You already know that my uterus is... Well, it's not well. "Eating itself" is how I describe it, to keep things simple. But now, it seems it may be trying to eat the rest of my organs, too, maybe. So I'm going for an ultrasound on Wednesday, April 22nd at 1:20 PM Saskatchewan time, and depending on the results, I may be needing laparascopic surgery... Possibly even a hysterectomy. I don't mind the lap-surgery, but the idea that they might take my uterus from me just kills me. It might be self-destructive, but I need it: I plan on using it some day (not some day soon, mind you, but some day). I don't know what I'd do if I had to give up hope of ever having kids of my own. "There's adoption", I've heard many a person say, but I don't want some stranger's kid - I want my own children. Made from my eggs, growing in my uterus, nourished by my body: my kids.

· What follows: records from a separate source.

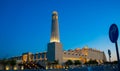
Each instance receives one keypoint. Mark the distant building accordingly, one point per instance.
(55, 50)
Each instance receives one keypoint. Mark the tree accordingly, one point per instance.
(77, 62)
(4, 62)
(69, 62)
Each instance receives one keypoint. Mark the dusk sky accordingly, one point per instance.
(25, 25)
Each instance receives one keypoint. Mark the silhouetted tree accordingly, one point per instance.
(69, 62)
(4, 62)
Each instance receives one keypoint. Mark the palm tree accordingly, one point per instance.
(69, 62)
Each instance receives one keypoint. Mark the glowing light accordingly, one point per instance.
(22, 68)
(15, 68)
(7, 68)
(54, 40)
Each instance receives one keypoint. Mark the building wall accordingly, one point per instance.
(84, 55)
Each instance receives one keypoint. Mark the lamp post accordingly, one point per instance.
(113, 35)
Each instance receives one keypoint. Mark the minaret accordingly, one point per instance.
(55, 28)
(54, 50)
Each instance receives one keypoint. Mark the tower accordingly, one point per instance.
(54, 50)
(55, 28)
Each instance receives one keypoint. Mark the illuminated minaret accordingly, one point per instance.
(55, 28)
(54, 50)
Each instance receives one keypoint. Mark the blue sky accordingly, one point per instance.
(25, 25)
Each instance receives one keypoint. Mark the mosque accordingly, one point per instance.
(56, 52)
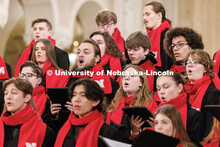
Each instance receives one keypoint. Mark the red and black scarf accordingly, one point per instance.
(180, 102)
(89, 136)
(26, 55)
(213, 143)
(155, 36)
(114, 63)
(197, 91)
(3, 69)
(32, 130)
(40, 99)
(217, 62)
(119, 40)
(149, 68)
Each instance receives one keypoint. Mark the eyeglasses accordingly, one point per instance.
(191, 63)
(108, 25)
(179, 45)
(27, 75)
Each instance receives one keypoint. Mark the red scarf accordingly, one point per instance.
(149, 68)
(33, 130)
(212, 143)
(217, 62)
(3, 69)
(178, 68)
(180, 103)
(155, 36)
(116, 115)
(119, 40)
(26, 55)
(197, 91)
(40, 99)
(89, 136)
(114, 63)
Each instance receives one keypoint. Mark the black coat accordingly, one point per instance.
(166, 61)
(194, 126)
(12, 136)
(211, 97)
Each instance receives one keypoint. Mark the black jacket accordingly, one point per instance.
(12, 136)
(194, 126)
(166, 61)
(211, 97)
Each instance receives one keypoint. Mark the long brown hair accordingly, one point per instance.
(49, 52)
(215, 127)
(142, 95)
(178, 127)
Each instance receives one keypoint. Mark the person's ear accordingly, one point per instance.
(27, 98)
(50, 32)
(39, 80)
(159, 14)
(146, 52)
(180, 88)
(97, 58)
(95, 103)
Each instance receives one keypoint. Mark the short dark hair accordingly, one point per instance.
(36, 69)
(111, 47)
(49, 52)
(22, 84)
(39, 20)
(95, 47)
(138, 39)
(193, 38)
(92, 91)
(159, 8)
(204, 58)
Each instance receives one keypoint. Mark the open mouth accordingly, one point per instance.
(163, 99)
(77, 107)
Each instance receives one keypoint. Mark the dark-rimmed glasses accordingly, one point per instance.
(179, 45)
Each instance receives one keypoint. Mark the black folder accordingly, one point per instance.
(58, 95)
(214, 110)
(139, 111)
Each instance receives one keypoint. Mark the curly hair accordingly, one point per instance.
(111, 47)
(204, 58)
(193, 38)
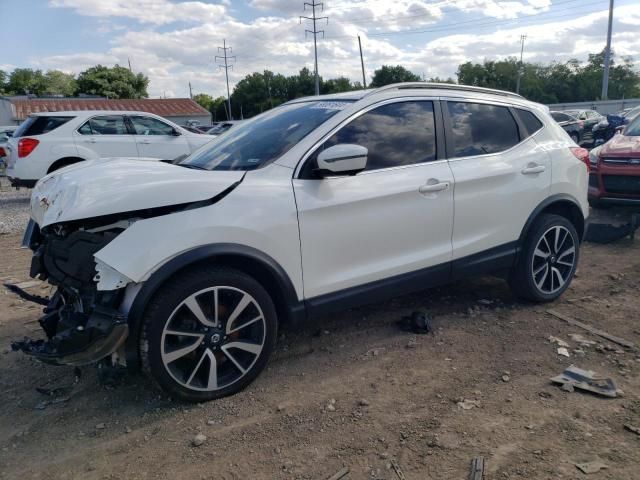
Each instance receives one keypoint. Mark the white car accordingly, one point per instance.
(187, 270)
(45, 142)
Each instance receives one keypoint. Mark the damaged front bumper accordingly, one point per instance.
(81, 320)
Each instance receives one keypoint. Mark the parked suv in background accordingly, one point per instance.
(615, 168)
(45, 142)
(187, 270)
(571, 125)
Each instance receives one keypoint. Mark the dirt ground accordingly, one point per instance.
(395, 394)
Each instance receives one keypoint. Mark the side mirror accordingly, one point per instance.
(343, 159)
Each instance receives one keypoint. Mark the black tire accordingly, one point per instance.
(523, 280)
(167, 311)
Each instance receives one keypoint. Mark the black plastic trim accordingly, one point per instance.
(295, 308)
(378, 291)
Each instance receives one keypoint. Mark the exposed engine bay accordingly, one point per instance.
(82, 324)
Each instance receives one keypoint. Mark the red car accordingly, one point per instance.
(615, 168)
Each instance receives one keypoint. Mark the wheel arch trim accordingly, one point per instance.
(291, 306)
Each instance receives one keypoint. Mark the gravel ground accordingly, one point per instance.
(14, 208)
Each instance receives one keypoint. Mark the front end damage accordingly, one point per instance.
(81, 319)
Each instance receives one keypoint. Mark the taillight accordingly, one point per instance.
(26, 146)
(581, 154)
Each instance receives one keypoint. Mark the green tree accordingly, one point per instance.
(388, 74)
(114, 82)
(59, 83)
(24, 81)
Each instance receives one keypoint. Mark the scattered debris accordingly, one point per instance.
(595, 331)
(417, 322)
(574, 377)
(576, 337)
(591, 467)
(559, 341)
(478, 466)
(397, 469)
(198, 440)
(340, 474)
(632, 428)
(468, 404)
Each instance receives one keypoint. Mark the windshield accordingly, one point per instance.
(262, 140)
(633, 130)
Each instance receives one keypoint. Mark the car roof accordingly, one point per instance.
(78, 113)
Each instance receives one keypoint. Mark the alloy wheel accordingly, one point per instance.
(553, 259)
(213, 338)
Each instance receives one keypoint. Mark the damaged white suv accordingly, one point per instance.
(187, 270)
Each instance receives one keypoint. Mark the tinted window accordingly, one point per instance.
(39, 125)
(395, 134)
(530, 121)
(150, 126)
(106, 125)
(478, 129)
(259, 141)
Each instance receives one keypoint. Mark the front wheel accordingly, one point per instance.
(548, 260)
(208, 333)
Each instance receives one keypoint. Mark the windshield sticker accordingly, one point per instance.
(331, 105)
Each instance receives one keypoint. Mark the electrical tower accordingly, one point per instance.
(520, 66)
(226, 67)
(313, 4)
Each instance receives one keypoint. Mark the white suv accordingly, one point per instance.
(187, 270)
(45, 142)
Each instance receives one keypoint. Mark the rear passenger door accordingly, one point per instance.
(107, 135)
(501, 175)
(156, 139)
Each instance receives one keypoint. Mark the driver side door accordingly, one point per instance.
(386, 230)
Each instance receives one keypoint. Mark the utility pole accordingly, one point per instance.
(364, 79)
(607, 57)
(520, 67)
(226, 67)
(313, 4)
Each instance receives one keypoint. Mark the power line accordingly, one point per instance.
(226, 67)
(313, 4)
(476, 24)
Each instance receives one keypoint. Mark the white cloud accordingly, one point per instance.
(156, 12)
(174, 57)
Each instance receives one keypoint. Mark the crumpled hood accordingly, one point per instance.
(96, 188)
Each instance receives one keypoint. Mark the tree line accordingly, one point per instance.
(110, 82)
(557, 82)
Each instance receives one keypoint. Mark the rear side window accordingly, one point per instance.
(150, 126)
(480, 129)
(104, 125)
(530, 122)
(39, 125)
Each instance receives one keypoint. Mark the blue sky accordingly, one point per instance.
(174, 41)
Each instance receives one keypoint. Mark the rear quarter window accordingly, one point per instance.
(40, 125)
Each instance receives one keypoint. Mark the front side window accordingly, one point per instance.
(395, 134)
(39, 125)
(264, 139)
(479, 129)
(150, 126)
(104, 125)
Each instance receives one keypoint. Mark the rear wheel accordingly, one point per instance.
(208, 334)
(548, 260)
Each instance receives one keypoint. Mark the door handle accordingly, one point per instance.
(533, 168)
(433, 187)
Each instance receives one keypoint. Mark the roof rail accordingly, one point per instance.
(444, 86)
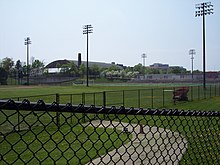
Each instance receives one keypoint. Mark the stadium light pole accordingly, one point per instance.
(144, 56)
(203, 9)
(27, 42)
(86, 30)
(192, 52)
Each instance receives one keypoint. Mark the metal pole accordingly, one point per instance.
(87, 61)
(204, 75)
(204, 9)
(27, 63)
(87, 29)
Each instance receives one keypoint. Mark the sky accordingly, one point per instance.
(122, 31)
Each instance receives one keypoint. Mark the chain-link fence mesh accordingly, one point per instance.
(39, 133)
(159, 97)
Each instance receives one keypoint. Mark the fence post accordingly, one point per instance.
(18, 118)
(58, 113)
(83, 102)
(104, 102)
(204, 92)
(191, 93)
(163, 97)
(215, 90)
(139, 99)
(152, 98)
(123, 98)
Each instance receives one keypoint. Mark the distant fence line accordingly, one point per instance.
(141, 98)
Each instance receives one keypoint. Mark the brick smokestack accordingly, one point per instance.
(79, 59)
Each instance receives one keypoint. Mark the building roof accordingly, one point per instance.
(59, 63)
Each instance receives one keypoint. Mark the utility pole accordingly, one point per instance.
(27, 42)
(86, 30)
(144, 56)
(203, 9)
(192, 52)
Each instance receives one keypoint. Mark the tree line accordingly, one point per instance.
(18, 70)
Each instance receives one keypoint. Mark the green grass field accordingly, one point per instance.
(193, 128)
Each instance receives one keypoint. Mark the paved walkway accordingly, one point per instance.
(155, 146)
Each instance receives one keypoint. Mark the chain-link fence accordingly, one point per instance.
(40, 133)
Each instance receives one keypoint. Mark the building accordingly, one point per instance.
(55, 66)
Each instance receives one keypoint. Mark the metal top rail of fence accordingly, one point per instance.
(56, 107)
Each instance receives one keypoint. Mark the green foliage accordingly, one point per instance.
(37, 64)
(7, 64)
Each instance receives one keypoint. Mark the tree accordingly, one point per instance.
(19, 69)
(37, 64)
(7, 64)
(140, 68)
(82, 70)
(95, 70)
(69, 68)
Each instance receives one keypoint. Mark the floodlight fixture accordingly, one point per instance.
(203, 9)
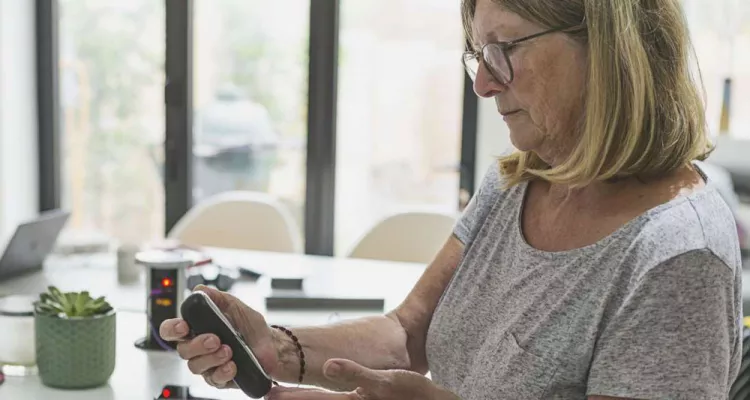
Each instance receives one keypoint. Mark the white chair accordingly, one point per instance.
(239, 220)
(406, 237)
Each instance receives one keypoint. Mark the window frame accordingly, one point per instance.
(178, 96)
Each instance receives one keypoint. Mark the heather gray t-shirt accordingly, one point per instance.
(652, 311)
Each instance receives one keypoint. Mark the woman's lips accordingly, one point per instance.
(509, 113)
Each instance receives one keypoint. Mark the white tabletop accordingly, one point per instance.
(141, 374)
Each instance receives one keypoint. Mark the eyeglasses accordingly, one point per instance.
(496, 58)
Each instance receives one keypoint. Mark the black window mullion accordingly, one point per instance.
(48, 103)
(178, 99)
(321, 121)
(468, 142)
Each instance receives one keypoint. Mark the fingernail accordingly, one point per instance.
(180, 328)
(211, 343)
(333, 369)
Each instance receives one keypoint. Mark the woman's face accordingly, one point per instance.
(543, 104)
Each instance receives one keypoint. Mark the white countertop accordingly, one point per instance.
(142, 374)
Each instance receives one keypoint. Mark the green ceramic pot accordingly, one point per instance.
(75, 353)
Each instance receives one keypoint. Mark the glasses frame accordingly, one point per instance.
(505, 46)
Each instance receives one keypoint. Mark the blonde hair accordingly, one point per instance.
(643, 115)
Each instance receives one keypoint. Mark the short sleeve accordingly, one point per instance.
(676, 336)
(479, 206)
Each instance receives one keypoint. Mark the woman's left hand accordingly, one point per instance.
(370, 384)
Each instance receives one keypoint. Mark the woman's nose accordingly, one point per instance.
(485, 85)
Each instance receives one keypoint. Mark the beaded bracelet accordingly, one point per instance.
(300, 353)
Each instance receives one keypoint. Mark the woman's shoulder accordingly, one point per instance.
(698, 222)
(490, 193)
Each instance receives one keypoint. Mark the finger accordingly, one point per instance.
(198, 346)
(347, 371)
(173, 329)
(223, 375)
(290, 393)
(199, 365)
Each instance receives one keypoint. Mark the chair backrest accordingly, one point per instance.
(407, 237)
(239, 220)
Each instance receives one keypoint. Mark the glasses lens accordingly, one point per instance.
(497, 63)
(472, 65)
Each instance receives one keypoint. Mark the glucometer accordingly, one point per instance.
(203, 316)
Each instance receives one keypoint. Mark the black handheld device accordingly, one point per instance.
(203, 316)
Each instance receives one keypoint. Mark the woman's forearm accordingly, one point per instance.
(376, 342)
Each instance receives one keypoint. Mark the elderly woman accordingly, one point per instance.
(593, 263)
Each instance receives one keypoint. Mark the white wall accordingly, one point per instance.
(18, 110)
(492, 137)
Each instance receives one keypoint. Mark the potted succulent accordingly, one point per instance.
(75, 339)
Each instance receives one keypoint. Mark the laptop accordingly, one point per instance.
(31, 243)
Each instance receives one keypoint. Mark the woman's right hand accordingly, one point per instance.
(207, 356)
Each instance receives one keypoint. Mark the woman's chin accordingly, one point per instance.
(521, 141)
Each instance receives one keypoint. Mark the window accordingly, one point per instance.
(720, 33)
(112, 117)
(400, 98)
(250, 99)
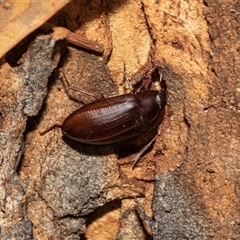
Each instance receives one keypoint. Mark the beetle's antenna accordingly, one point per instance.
(75, 89)
(56, 125)
(127, 79)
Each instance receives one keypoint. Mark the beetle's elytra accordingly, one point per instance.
(110, 120)
(114, 119)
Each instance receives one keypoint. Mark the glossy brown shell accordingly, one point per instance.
(114, 119)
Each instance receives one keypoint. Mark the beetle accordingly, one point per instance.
(114, 119)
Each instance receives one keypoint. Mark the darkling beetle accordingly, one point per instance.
(114, 119)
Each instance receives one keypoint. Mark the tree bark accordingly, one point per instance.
(187, 184)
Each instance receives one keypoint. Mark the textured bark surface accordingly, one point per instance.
(187, 183)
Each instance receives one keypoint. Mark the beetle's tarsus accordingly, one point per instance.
(56, 125)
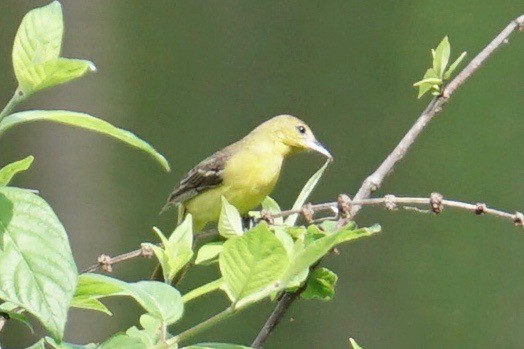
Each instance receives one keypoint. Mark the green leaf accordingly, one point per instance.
(159, 299)
(454, 65)
(304, 257)
(38, 271)
(84, 121)
(9, 171)
(271, 206)
(36, 51)
(38, 345)
(320, 285)
(64, 345)
(229, 222)
(304, 194)
(202, 290)
(123, 341)
(54, 72)
(208, 253)
(90, 304)
(251, 262)
(176, 251)
(441, 57)
(354, 344)
(216, 346)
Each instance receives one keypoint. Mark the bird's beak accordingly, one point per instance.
(316, 146)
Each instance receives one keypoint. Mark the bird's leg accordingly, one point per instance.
(248, 222)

So, what I'm asking is, please pray that it doesn't come to a hysterectomy. Please pray that I'll be able to keep my uterus and have children of my own some day.
Thank you,
Alie
So, what I'm asking is, please pray that it doesn't come to a hysterectomy. Please pray that I'll be able to keep my uterus and have children of my own some day.
Thank you,
Alie

*hugs*
I really want to keep my uterus in my body. Even if it is out to get itself (and me).